In women, compelling evidence associates lower urinary tract microbiota (LUTM) with lower urinary tract symptoms (LUTS); a similar association in men with benign prostate enlargement (BPE) is not established.
To determine whether associations exist between LUTM and LUTS.
Design, setting, and participants
Forty-nine male volunteers, aged 40–85 yr, were recruited from one academic tertiary care center. Twenty-eight patients undergoing BPE/LUTS surgery and 21 undergoing non-BPE/LUTS surgery were stratified by International Prostate Symptom Score (IPSS), and paired voided/catheterized urine specimens were collected for expanded quantitative urine culture (EQUC) and 16S ribosomal RNA gene sequencing.

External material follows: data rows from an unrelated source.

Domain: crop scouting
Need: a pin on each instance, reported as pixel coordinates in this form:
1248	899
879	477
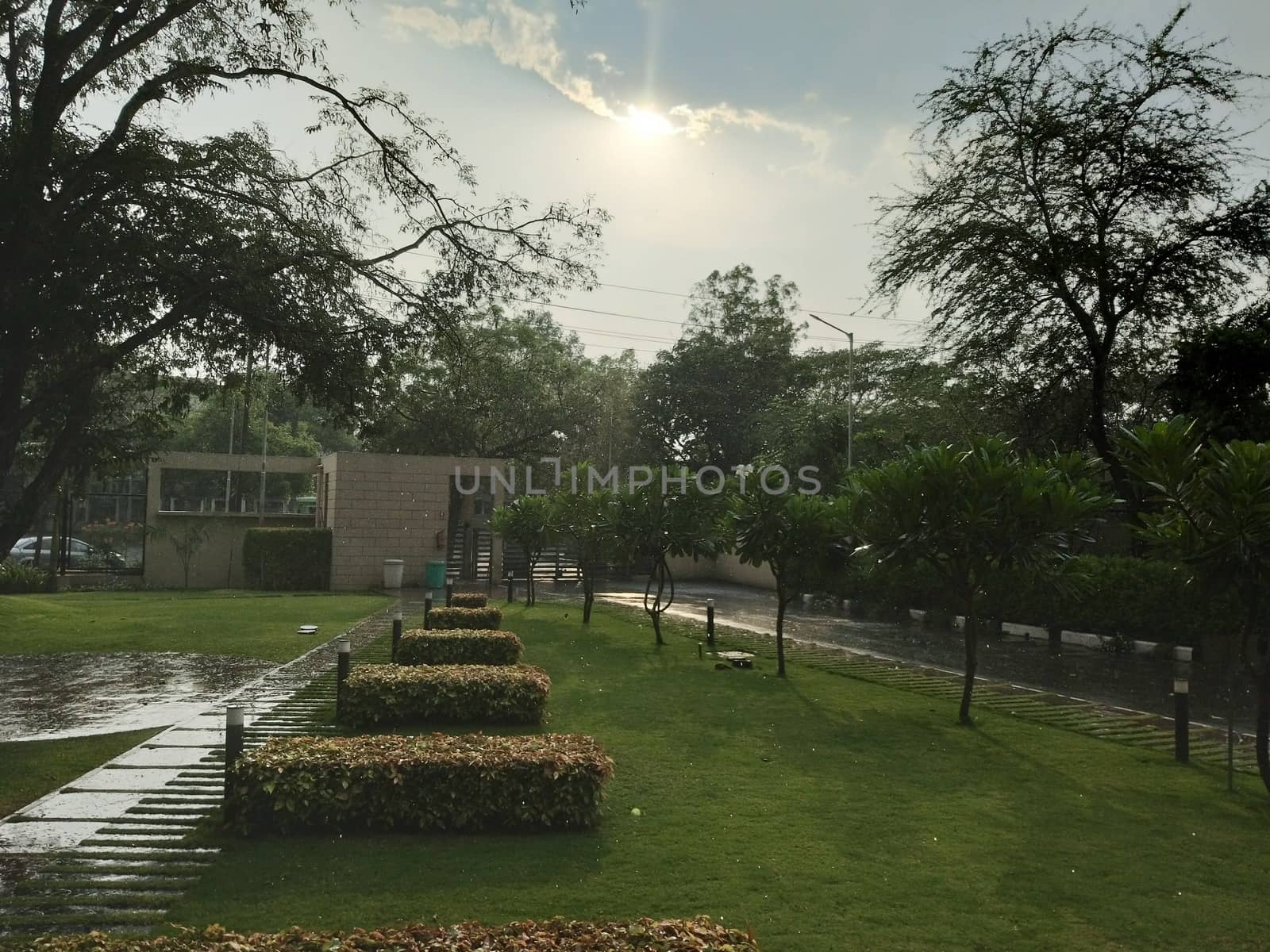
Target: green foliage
1113	596
527	522
803	539
1080	196
292	560
468	693
973	513
469	619
18	579
459	647
433	782
698	403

Outcome measurements and statistical analysis
Primary and secondary outcomes were presence of detectable LUTM and specific bacterial members of the LUTM, respectively. Baseline data were compared. Univariable logistic regression models were used to calculate odds ratios (ORs) for IPSS category associated with the presence of bladder microbiota. Relative LUTM proportions were compared with IPSS using chi-square tests.
Results and limitations
Thirty-nine percent of catheterized and 98% of voided specimens contained LUTM. Catheterized and voided LUTM differed significantly. LUTM was detected in catheterized urine of 22.2% of men with mild LUTS, 30.0% with moderate LUTS, and 57.1% with severe LUTS (p = 0.024). Increased IPSS category was associated with significantly higher odds of detectable bacteria (OR: 2.21, 95% confidence interval: 1.09–4.49). Small sample size limited this study, making it unable to identify significant differences in specific bacterial taxa based on IPSS.
Voided urine does not adequately characterize the male bladder microbiome. In males with and without BPE, IPSS severity was associated with detectable bacteria in catheterized urine, which samples the bladder. Additional studies are needed to identify specific bladder bacteria associated with LUTS.
To study bladder bacteria, urine should be collected with a catheter. Men with severe urinary symptoms are more likely to have detectable bladder bacteria than those with less severe symptoms.